Um exemplo disso foi o momento em que percebi que deveria observar e experimentar: observar como eu me sentia, do que eu gostava, do que eu não gostava; experimentar coisas novas, novos pronomes, novos estilos, novos nomes. E, até então, parecia estar tudo bem. Mas, uma hora, guardar tudo passou a ser tão sufocante quanto antes. Eu me sentia feliz sendo eu mesmo, mas percebi que ainda não era eu mesmo com os outros, e isso foi desesperador.

Como começar uma transição social no meio de uma pandemia onde não há vida social?

O conflito virou o centro de tudo.

Por mais que contar para algumas pessoas tenha sido um ótimo apoio, ainda existem muitos obstáculos: questionamentos, dúvidas, afirmações, negações... Não havia ninguém que eu conhecesse que compartilhasse desses mesmo sentimentos, não havia ninguém com quem eu pudesse trocar vivências. Não ter uma vida social na qual eu pudesse conhecer novas pessoas e interagir constantemente com as pessoas que eu já conheço me impediu — e ainda me impede — de sentir minha transição de um modo mais completo e significativo. Eu me sentia sozinho.

Foi então que veio o medo e a insegurança:

O medo da realidade que as pessoas LGBTQIAPN+ enfrentam no Brasil.
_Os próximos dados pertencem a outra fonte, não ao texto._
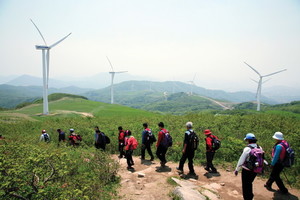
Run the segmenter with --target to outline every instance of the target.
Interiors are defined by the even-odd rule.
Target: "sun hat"
[[[192,128],[193,127],[193,122],[187,122],[185,125],[188,128]]]
[[[74,128],[71,128],[70,131],[71,131],[71,132],[74,132],[75,130],[74,130]]]
[[[46,133],[46,130],[44,129],[44,130],[42,130],[42,133]]]
[[[283,133],[281,133],[281,132],[275,132],[274,135],[273,135],[273,138],[275,140],[284,140],[283,139]]]
[[[244,140],[256,140],[255,135],[253,133],[247,133]]]
[[[204,134],[205,134],[205,135],[209,135],[209,134],[211,134],[211,131],[210,131],[209,129],[206,129],[206,130],[204,131]]]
O medo das violências físicas e psicológicas que podem estar espreitando em cada esquina.

A insegurança vinda de falas que questionam sua sanidade ou dizem que tudo sobre você parece insignificante ou inválido.

A insegurança de que ser você mesmo pode ser aquilo que vai pôr um fim aos seus sonhos ou à sua vida.

E é natural ficar confuso, perdido, deprimido e assustado com essas coisas, mas a verdade é que isso não deveria ser natural. Ter medo não deveria ser natural. E esse medo começou a me consumir completamente.

Então, eu precisava dar um basta.

Eu me recusei a voltar atrás em ser quem eu sou.

Eu me recusei a deixar esse medo se apossar de mim e me impedir de viver me sentindo bem comigo mesmo.

Vai ser difícil? Não deveria ser. Mas nada me parece pior que o arrependimento de ter vivido uma vida falsa por causa do medo.

Pessoas irão embora, oportunidades serão perdidas e haverá muitos momentos de sofrimento. Contudo, novas pessoas virão, novas oportunidades serão oferecidas e haverá muitos momentos de alegria também.

Há pessoas na minha vida que me apoiam e me amam da forma como eu sou, e eu serei eternamente grato a todas elas por todo o esforço que vêm fazendo para que eu me sinta bem e querido.

E é nelas que eu encontro o apoio para seguir em frente.

Assim como eu, se você estiver vivenciando sua transição na pandemia, busque alguém que possa te dar apoio, procure ajuda profissional, participe de comunidades on-line, pesquise bastante e, acima de tudo, lembre-se:

A pessoa que você é sempre será válida e nunca estará só.